Evoquons votre rencontre avec Yves Montand. Il y a de très belles pages dans votre livre (1) où vous racontez le choc que vous avez éprouvé la 1ère fois que vous avez vu Montand sur scène. Comme vous le racontez, c’est cette rencontre qui vous a donné envie d’écrire alors que vous ne l’aviez jamais fait auparavant. S’il n’y avait pas eu ce choc, pensez vous que vous auriez écrit des chansons un jour ?
Et bien, je ne sais pas et c’est une très bonne question que je me pose souvent. C’est vrai, qu’est-ce que j’aurais fait si le hasard ne m’avait pas mis en face d’Yves Montand, ce jour précis où j’étais apte à recevoir ce qu’il disait et apte à répondre au choc que ça allait provoquer en moi ? Je ne sais pas. Vous savez, ça tient à peu de choses. Je me suis mis à écrire parce que, comme je le dis dans mon livre, je n’avais jamais entendu un chanteur comme Yves Montand et j’avais envie de participer à son travail. Et le deuxième miracle, c’est que ces chansons sont restées plusieurs mois comme ça dans mes tiroirs jusqu’à ce que je les montre à Prévert qui, lui, a téléphoné à Montand alors que je ne m’y attendais pas. Il lui a dit : « j’ai un copain qui écrit des chansons tu devrais les écouter ». Vous savez, j’ai vécu un petit miracle et c’est vraiment assez extraordinaire. Je ne pense pas qu’il se serait reproduit deux fois.
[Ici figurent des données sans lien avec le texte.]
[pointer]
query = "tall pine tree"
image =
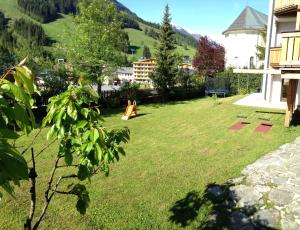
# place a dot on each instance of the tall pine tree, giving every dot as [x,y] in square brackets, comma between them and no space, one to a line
[147,52]
[164,76]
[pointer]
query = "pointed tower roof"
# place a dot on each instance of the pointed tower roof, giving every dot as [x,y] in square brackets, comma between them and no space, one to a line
[250,19]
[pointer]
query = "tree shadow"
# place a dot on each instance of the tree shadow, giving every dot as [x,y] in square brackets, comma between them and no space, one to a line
[296,118]
[221,207]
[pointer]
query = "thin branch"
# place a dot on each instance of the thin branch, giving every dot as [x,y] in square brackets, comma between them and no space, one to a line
[46,147]
[32,176]
[67,166]
[32,142]
[47,197]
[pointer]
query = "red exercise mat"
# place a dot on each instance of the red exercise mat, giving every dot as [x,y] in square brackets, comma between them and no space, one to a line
[239,125]
[263,128]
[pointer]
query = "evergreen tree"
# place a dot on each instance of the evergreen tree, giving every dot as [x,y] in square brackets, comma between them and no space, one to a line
[146,52]
[165,73]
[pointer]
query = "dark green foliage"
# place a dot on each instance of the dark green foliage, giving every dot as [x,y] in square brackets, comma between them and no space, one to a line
[129,22]
[56,81]
[146,52]
[47,10]
[129,91]
[239,83]
[32,32]
[166,71]
[6,44]
[151,33]
[15,111]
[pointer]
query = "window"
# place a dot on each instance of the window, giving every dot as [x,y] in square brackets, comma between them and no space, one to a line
[284,86]
[251,65]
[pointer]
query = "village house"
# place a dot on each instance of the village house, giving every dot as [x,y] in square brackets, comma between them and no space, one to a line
[242,38]
[142,70]
[280,87]
[125,74]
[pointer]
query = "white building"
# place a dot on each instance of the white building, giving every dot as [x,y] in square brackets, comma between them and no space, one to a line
[125,74]
[281,85]
[242,38]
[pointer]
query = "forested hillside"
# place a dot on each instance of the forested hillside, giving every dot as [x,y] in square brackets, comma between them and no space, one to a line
[56,17]
[47,10]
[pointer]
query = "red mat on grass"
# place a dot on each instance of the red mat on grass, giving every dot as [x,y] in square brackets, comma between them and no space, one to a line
[263,128]
[239,125]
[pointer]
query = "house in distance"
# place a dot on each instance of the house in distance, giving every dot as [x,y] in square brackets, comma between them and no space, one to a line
[242,38]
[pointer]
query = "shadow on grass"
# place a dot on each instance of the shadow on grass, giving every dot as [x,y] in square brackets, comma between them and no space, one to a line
[219,203]
[296,118]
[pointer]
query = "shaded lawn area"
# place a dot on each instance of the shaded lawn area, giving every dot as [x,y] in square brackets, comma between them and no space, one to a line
[175,150]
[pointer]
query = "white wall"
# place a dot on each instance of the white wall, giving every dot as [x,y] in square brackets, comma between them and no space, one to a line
[282,27]
[276,89]
[240,47]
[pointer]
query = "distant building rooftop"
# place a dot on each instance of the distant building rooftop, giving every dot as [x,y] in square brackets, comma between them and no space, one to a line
[125,70]
[250,19]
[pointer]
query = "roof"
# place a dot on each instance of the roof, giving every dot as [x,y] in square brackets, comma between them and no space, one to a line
[249,19]
[125,70]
Pour Edith Piaf, vous racontez que vous avez essayé de lui composer des chansons, que vous êtes resté longtemps devant votre page , sans pouvoir rien composer pour elle (2).
C’est vrai. Montand, ça a été spécial. Il a provoqué en moi une sorte de choc inattendu. Piaf était déjà une artiste qui existait et j’aurais aimé travailler pour elle. Pourtant, je n’arrivais pas à entrer dans son monde, je n’arrivais pas à trouver les mêmes choses que je trouvais pour Yves Montand.
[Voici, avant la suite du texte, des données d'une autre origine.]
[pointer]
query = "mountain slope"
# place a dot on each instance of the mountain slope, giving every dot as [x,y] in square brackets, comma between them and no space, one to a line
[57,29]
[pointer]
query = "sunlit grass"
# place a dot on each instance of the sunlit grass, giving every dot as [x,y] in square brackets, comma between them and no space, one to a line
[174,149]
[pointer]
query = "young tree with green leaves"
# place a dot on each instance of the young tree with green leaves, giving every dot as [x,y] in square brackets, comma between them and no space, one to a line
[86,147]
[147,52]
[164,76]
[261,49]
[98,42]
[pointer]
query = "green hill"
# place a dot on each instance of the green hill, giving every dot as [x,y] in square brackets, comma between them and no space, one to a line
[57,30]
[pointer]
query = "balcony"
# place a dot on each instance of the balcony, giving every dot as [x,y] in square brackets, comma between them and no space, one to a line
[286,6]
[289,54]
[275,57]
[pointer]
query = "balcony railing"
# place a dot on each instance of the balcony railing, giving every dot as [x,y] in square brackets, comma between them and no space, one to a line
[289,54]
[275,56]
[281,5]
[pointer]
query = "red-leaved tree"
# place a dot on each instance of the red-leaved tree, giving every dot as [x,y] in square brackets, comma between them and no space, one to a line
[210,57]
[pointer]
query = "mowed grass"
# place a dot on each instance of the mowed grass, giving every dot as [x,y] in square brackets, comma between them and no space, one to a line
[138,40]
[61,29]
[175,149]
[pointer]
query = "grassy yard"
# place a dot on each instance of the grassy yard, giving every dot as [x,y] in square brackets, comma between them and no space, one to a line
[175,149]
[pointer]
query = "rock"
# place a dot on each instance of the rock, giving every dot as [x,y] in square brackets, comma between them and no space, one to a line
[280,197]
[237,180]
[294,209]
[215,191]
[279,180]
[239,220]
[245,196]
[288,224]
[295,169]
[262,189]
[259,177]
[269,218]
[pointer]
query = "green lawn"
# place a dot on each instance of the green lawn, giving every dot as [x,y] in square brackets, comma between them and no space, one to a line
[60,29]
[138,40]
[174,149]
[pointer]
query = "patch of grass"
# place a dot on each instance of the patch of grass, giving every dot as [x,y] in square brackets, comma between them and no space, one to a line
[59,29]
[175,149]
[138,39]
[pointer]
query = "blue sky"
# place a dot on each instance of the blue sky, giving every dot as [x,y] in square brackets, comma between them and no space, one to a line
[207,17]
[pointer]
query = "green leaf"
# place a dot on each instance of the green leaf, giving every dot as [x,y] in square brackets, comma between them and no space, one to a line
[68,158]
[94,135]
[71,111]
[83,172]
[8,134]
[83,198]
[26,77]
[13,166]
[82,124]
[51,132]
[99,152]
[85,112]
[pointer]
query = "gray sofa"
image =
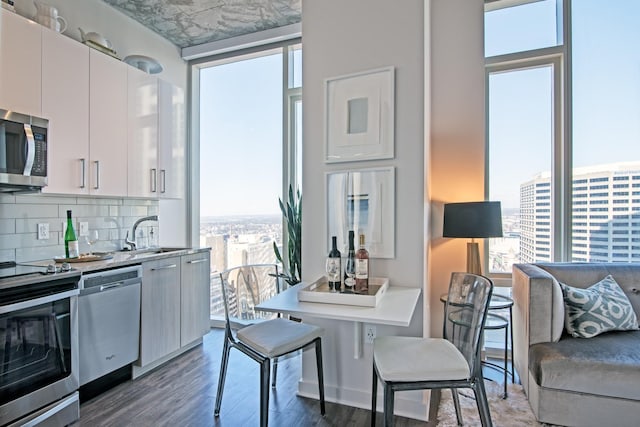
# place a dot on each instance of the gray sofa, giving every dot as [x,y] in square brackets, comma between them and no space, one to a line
[575,381]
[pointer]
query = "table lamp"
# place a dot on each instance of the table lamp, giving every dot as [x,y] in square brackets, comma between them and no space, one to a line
[472,220]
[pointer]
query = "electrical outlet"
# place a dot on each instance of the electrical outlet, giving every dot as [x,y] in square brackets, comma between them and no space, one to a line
[369,333]
[84,228]
[43,231]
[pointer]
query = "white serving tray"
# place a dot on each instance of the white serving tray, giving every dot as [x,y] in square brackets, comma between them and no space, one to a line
[319,291]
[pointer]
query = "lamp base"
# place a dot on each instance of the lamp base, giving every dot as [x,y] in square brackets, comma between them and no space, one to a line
[473,258]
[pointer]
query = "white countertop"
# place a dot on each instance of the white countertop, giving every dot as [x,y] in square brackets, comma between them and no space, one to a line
[395,308]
Il faut vous ayez une « compréhension » de l’interprète pour lui écrire ?
Ce n’est pas tellement de la compréhension. Ce serait plutôt une sorte d’affinité qui peut pas se décrypter, une attirance qui fait qu’avec Montand j’étais sûr de ne pas me tromper. Pour les autres j’avais toujours un doute. Je me demandais s’ils allaient vraiment aimer ce que j’allais leur proposer. Quand j’écrivais quelque chose pour Montand, neuf fois sur dix il aimait. C’est assez extraordinaire, c’est… [long silence] inexplicable.
Trenet chante qu’il faut laisser la chance aux chansons. Pensez vous que certaines de vos chansons n’ont pas eu le succès qu’elles méritaient ?
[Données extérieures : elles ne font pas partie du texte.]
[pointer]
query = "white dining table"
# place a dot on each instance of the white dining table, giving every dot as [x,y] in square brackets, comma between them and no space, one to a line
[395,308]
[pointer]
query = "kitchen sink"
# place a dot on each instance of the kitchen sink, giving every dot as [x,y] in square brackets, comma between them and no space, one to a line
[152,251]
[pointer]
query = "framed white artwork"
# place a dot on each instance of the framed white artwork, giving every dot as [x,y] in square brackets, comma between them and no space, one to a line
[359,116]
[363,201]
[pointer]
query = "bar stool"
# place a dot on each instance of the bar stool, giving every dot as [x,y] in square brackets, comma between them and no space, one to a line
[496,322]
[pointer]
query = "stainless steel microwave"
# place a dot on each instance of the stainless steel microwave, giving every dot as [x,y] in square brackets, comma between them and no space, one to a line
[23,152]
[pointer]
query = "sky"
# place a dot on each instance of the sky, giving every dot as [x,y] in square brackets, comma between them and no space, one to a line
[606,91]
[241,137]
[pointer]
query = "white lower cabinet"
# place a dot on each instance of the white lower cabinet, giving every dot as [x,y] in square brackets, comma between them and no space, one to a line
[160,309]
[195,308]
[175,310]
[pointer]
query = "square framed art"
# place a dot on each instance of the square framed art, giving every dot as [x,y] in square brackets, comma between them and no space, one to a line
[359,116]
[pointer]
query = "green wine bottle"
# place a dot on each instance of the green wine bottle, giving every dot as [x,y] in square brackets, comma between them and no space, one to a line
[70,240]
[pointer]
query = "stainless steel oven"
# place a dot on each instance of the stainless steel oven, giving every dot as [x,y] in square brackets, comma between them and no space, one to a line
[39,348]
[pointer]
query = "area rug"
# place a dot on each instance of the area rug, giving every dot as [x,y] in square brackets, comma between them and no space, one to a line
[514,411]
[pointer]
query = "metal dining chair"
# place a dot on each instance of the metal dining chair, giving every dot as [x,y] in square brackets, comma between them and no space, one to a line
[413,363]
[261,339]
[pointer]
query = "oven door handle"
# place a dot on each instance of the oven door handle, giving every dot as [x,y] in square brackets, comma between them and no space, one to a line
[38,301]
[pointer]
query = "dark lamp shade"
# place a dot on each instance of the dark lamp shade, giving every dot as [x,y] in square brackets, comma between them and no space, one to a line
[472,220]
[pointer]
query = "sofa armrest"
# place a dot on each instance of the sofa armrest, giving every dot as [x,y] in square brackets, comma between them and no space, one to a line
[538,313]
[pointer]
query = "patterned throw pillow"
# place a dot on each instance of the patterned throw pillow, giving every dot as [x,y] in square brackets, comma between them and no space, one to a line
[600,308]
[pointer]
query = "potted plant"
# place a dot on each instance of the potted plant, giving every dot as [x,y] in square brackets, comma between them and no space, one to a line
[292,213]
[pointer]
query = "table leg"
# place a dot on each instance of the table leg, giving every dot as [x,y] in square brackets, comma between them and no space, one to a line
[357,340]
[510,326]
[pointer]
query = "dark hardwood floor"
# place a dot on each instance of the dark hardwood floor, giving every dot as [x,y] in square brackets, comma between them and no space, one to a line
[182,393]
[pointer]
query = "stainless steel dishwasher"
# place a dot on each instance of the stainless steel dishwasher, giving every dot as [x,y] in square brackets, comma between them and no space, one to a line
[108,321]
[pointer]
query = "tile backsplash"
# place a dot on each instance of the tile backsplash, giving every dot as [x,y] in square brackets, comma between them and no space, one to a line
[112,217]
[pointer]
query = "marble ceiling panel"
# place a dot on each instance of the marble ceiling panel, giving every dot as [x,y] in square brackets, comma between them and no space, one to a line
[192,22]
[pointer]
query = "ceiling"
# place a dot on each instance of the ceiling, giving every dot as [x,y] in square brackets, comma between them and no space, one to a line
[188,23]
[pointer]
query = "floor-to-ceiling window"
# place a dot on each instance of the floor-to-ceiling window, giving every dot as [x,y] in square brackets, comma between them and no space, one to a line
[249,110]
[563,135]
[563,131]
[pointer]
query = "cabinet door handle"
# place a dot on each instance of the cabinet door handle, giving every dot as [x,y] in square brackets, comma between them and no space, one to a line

Il y en a certainement. Surtout quand on en écrit beaucoup et qu’on a plaisir à en écrire. Il y en a qui reste en plan non pas parce qu’elles ne sont pas bonnes mais parce qu’on ne sait pas comment les chanter. J’ai pu essayer aujourd’hui [dans mon tour de chant] quatre chansons nouvelles que je pense garder. Peut-être qu’à une nouvelle représentation, j’en mettrai deux différentes pour voir si, lorsque je les chante, le public les accepte. Si je les écris, c’est que je les aime, sinon je ne les écrirai pas…. Mais entre écrire des chansons, les proposer au public et que le public les aime, il y a tout un monde.
De l’interprétation ou de l’écriture d’une chanson, que préférez-vous ?
Je préfère écrire. Mais j’aime aussi les chanter parce qu’il n’y a plus d’interprètes de ma génération. A qui montrerai-je mes chansons aujourd’hui ? Je n’en sais rien. Je continue d’écrire et je vais chanter moi-même mes chansons . Pour autant, c’est fini, je n’ai pas envie de faire la carrière d’un artiste qui ferait trois cent concerts par an. Moi, avec une cinquantaine de concer
ts dans de belles salles, je suis très content. Mais, j’aimerais bien revenir vingt cinq ans en arrière, à l’époque où il y a avait des tas d’artiste qui attendaient des chansons que leur écrivaient des auteurs compositeurs dont je faisais partie et qui allaient les chanter. Mais ça, c’est une époque qui est terminée.
Est-ce à dire que la chanson est morte ?
Non, je crois en l’avenir de la chanson. Les grands qui sont partis comme Brassens, Ferré et hélas, quelques autres aussi, ceux-là ont écrit un répertoire tout à fait personnel et ont laissé des chansons très populaires. Mais aujourd’hui, il y une autre façon de travailler que je connais mal. Que ce soit Patricia Kass, que ce soit Souchon, que ce soit même Bécaud, je sais qu’ils ont des équipes, ils construisent leur répertoire ensemble. Moi, je serais plutôt solitaire. Je n’étais pas solitaire autrefois. Seulement, j’écris pour moi parce qu’il n’y a pas de pont entre les artistes de cette génération que je ne connais pas, que je ne sais pas comment approcher même, et moi. Donc j’écris pour moi.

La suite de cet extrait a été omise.